What is the best GP...
 
Notifications
Clear all

What is the best GPU for running DeepSeek-V3 locally?

6 Posts
7 Users
0 Reactions
470 Views
0
Topic starter

I’m really hyped to try out DeepSeek-V3, but I’m hitting a wall trying to figure out the hardware needed for a smooth local setup. Since it’s a massive MoE model, I know VRAM is going to be the biggest bottleneck. I’m currently looking at an RTX 4090, but I’m worried 24GB won’t be enough even with heavy 4-bit quantization. Should I be considering a multi-GPU build with a few 3090s, or is a pro-grade card like the A100 the only real way to avoid constant OOM errors?
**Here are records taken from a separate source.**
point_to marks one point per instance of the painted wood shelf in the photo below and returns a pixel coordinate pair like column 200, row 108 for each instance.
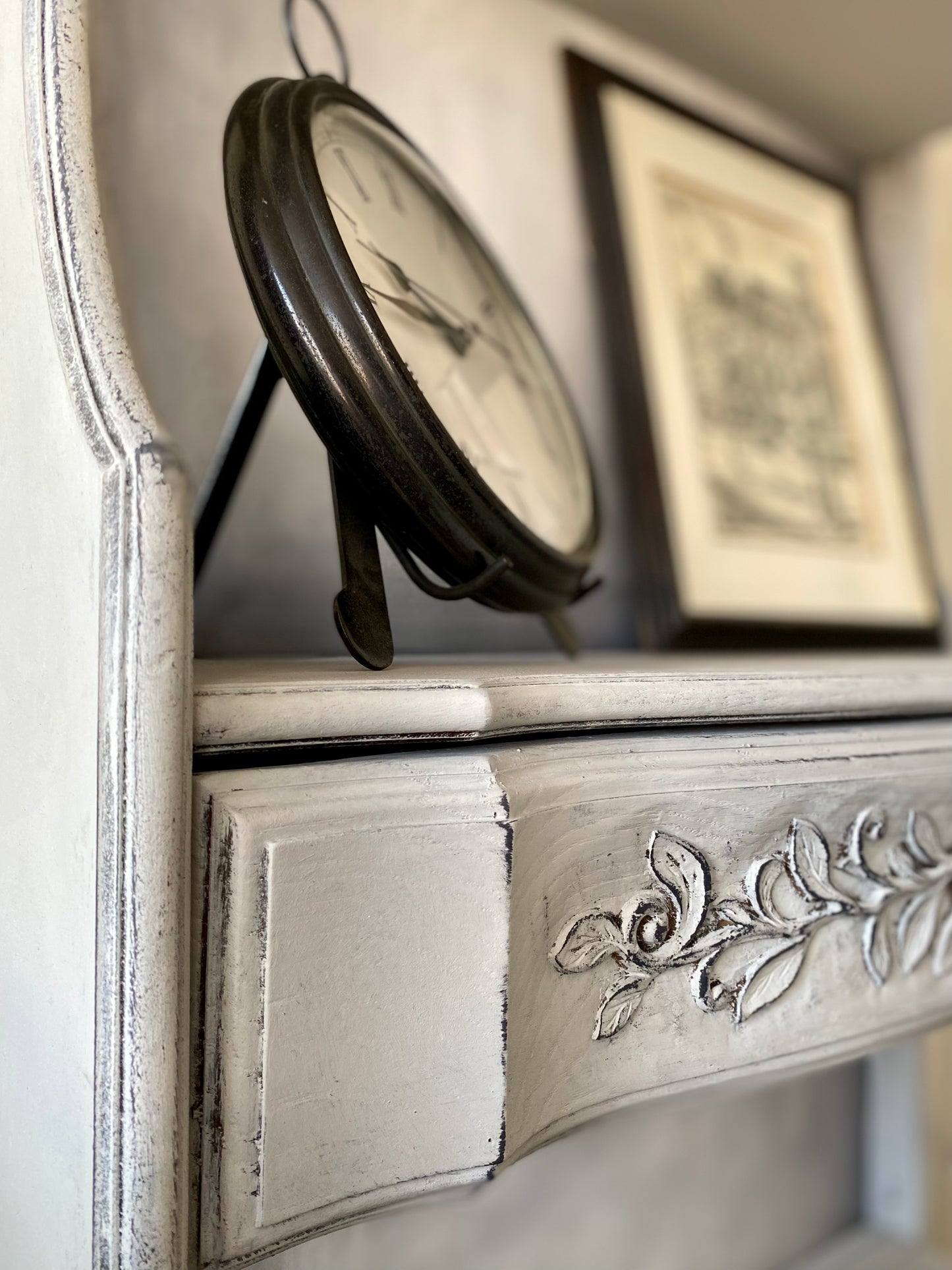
column 257, row 705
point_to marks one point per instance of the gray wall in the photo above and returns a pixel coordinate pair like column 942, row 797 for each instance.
column 480, row 86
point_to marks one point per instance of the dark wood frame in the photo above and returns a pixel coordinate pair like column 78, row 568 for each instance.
column 352, row 384
column 659, row 621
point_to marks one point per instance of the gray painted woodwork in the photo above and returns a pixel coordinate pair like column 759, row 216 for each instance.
column 385, row 926
column 96, row 654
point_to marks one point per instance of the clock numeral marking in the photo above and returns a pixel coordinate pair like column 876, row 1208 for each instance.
column 346, row 215
column 346, row 164
column 387, row 178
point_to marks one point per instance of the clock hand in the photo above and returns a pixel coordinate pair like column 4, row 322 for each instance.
column 426, row 295
column 457, row 337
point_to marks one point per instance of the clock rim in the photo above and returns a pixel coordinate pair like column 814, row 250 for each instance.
column 346, row 371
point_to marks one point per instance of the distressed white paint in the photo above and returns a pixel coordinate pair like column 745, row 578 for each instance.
column 382, row 857
column 94, row 654
column 357, row 922
column 96, row 664
column 260, row 704
column 613, row 1196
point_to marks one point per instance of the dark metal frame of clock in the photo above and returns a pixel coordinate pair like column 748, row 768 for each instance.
column 394, row 465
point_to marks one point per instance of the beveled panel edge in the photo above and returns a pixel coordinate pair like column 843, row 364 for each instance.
column 262, row 705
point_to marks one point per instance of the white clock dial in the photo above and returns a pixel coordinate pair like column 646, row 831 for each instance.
column 456, row 326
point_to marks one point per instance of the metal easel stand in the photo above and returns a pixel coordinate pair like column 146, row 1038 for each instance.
column 361, row 605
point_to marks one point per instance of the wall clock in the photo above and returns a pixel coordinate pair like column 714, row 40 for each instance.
column 445, row 418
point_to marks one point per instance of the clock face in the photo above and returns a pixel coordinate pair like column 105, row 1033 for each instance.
column 456, row 324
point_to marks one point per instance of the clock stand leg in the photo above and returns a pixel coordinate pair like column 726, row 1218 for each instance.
column 361, row 605
column 234, row 445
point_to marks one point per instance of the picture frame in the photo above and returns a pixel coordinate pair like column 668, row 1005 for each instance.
column 772, row 497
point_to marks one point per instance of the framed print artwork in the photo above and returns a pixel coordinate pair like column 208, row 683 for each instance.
column 771, row 492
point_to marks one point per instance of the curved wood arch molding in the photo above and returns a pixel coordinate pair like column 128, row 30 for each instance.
column 144, row 644
column 389, row 1000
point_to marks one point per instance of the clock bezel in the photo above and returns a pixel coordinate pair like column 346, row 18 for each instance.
column 346, row 372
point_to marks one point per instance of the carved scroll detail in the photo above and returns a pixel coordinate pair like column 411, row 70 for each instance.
column 744, row 953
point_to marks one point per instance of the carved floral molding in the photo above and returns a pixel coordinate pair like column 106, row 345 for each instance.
column 745, row 953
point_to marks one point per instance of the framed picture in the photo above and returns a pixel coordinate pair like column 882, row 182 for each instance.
column 771, row 490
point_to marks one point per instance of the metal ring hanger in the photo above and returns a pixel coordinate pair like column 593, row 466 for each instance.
column 334, row 34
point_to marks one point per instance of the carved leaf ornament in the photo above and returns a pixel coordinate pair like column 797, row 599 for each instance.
column 744, row 953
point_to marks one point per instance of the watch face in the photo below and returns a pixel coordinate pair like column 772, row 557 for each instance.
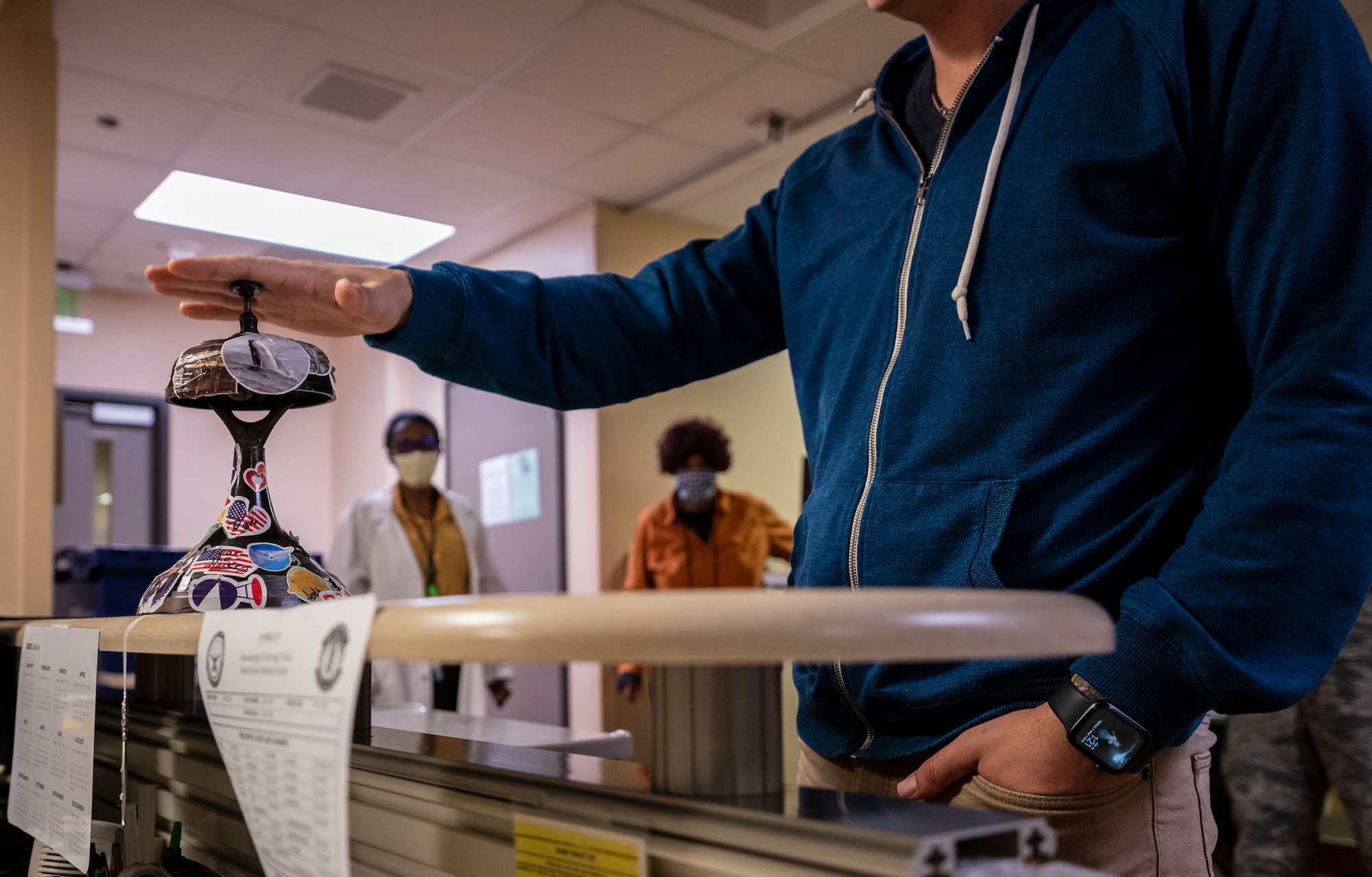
column 1111, row 738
I mainly want to use it for heavy coding tasks and logic reasoning. What’s the most cost-effective GPU setup you’d recommend to actually get this beast running?


Topic Tags
6 Answers
11

Ok so, before I dive into the hardware list, quick question - are you planning to run the full 671B model or a specific distilled version?? DeepSeek-V3 is a massive MoE and even with 4-bit quants, you're looking at needing like 400GB+ of VRAM to run it well. Ngl, if you want it cost-effective, NVIDIA GeForce RTX 3090 24GB cards in a multi-GPU setup are the way to go because they're way cheaper than a NVIDIA GeForce RTX 4090 24GB.


10

> I’m currently looking at an RTX 4090, but I’m worried 24GB won’t be enough even with heavy 4-bit quantization.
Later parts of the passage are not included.